When it comes to supercomputers, unity makes strength. So far, the increase in the speed of the processors (Moore's Law, which states that every 18 months, the number of transistors in an integrated circuit is doubled, is touching roof) and their coordinated work have allowed the development of these powerful machines. Supercomputers are changing the face of humanity as we know it and that too, at a rapid rate.
They are invaluable tools for weather forecasting, simulations of nuclear explosions, fluid dynamics and a full range of other applications that can potentially make the lives of humans exponentially easier. However, there are still plenty of loopholes and a lot that man does not know about the mysteries of the brain.
Talking of SpiNNaker, the ambitious project started its series of tests in the 1990s with lead researcher Steve Furber who now works in the capacity of a computer engineering professor at the University of Manchester. In his own words, "I was beginning to wonder why, with processors having got so much faster, there were things that they found hard to do which, as humans, we find relatively easy.”
However, a key challenge in building supercomputers that think like human brains lies in connectivity. Neurons in the human body that generate thousands of inputs and outputs are difficult to translate into a computing system.
How SpiNNaker Mimics Human Brain?
In order to build a machine that can mimic the human brain, Furber and his team created a unique spiking neural network system on a chip that generates spikes to pass a signal from one node to the other, similar to the way neurons in the human brain communicate with each other. This novel architecture allows SpiNNaker to break the rules that are typically followed by traditional supercomputers, offering the potential to identify new principles of parallel computing.
SpiNNaker recently reached one million cores, making it possible to perform two trillion actions per second while modeling the action of two million neurons in real-time. This opens up new opportunities to understand how different parts of the human brain functions.
The system can also be used to predict the effects of medications on the human nervous system and improve drug effectiveness or to develop new medicines. In addition, this massively parallel supercomputer can also be useful in robotics sector.

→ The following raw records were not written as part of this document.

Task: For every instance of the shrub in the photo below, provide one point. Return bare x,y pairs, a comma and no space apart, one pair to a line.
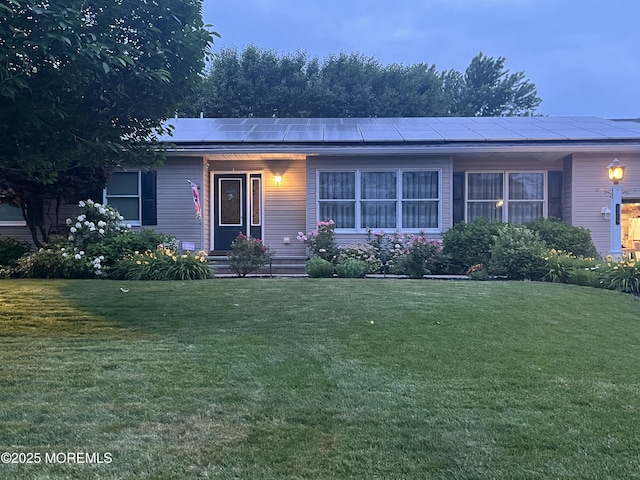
317,267
128,242
363,252
60,259
623,276
418,257
587,277
161,264
558,266
564,267
321,241
386,247
478,272
248,254
517,253
94,223
468,244
352,268
11,250
560,235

As a matter of fact, the system is already being used in the Human Brain Project which is aimed to develop a virtual robotics environment that can be accessed collectively by hardware engineers, neuroscientists and programmers to improve our understanding about the most complex machine-human brain.
Years after the successful designing of this supercomputer, Furber shares, “SpiNNaker's extremely flexible -- all the models we use of neurons and synapses are little bits of software. If you turned those into hardware, they would be smaller and more efficient, but the reason we use software is there's no real agreement as to what the right model is, and different brain regions probably need different models, and software gives us flexibility.”
Although this brain-like computing isn't perfectly efficient to develop a robot with human-level cognition capabilities, it certainly paves the way for the development of next-generation intelligent robots and medical research.